Korupsi oleh Menteri Sosial, Juliari Batubara pada jelang pemungutan suara Pilkada 2020 menambah catatan panjang menteri korupsi era Presiden Joko Widodo. Sebelumnya pada akhir November 2020, korupsi ekspor benih lobster dilakukan Menteri Kelautan dan Perikanan (KKP) Edhy Prabowo. Dua kasus korupsi ini mengingatkan kasus korupsi proyek pembangkit listrik oleh Idrus Marham (Menteri Sosial) dan korupsi dana hibah oleh Imam Nahrawi (Menteri Pemuda dan Olahraga).

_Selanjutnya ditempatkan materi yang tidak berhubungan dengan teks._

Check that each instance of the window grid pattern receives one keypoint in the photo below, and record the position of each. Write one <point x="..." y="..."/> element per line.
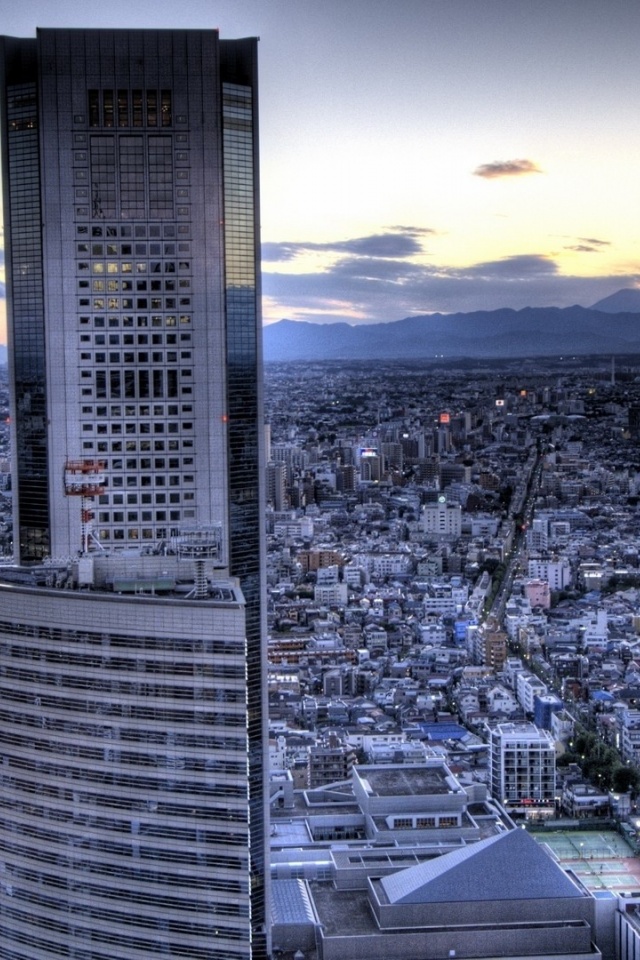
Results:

Perlu diingat, empat nama menteri tadi, merupakan anggota partai koalisi pendukung Presiden. Artinya, Presiden sebagai pemegang hak prerogatif, perlu mengevaluasi caranya dalam menentukan sesiapa yang akan mengisi kabinet. Presiden perlu menimbang profesionalitas sang menteri dan kompetensinya, bukan hanya soal memberi penghargaan pada pendukung yang sudah berkeringat.
Sayangnya, terdapat beberapa menteri dari kalangan profesional yang menunjukkan kompetensinya, malah digantikan kader parpol seperti pendahulu Edhy Prabowo, Susi Pudjiastuti. Namun perlu dipahami, pemilihan anggota kabinet juga tergantung lobi-lobi politik. Partai pendukung tentu meminta jatah, selain sebagai penghargaan, juga agar eksekutif tak diganggu legislatif.
Dilema Presidensialisme-Multipartai
Problem semacam ini sering kita alami, khususnya pasca-reformasi yang membebaskan kehidupan politik. Kebebasan pascamangkatnya Soeharto ini, mendorong menjamurnya partai-partai politik di Indonesia, yang juga berimplikasi pada sistem kepartaian yang dianut. Sebelumnya Indonesia menggunakan sistem multipartai sederhana, atau bahkan menurut Giovanni Sartori, sistem partai tunggal. Sistem kepartaian kemudian bertransformasi menjadi sistem multipartai ekstrim dengan puluhan parpol dalam satu parlemen.
Selain itu, pasca-Reformasi kita juga semakin berkomitmen pada sistem presidensial yang dianut serta pemisahan kekuasaan. Namun, agaknya terdapat kontradiksi antara purifikasi sistem presidensial sebagai ekses dari amandemen UUD 1945, dengan sistem multipartai ekstrim sebagai implikasi dari liberasi politik pasca-Reformasi.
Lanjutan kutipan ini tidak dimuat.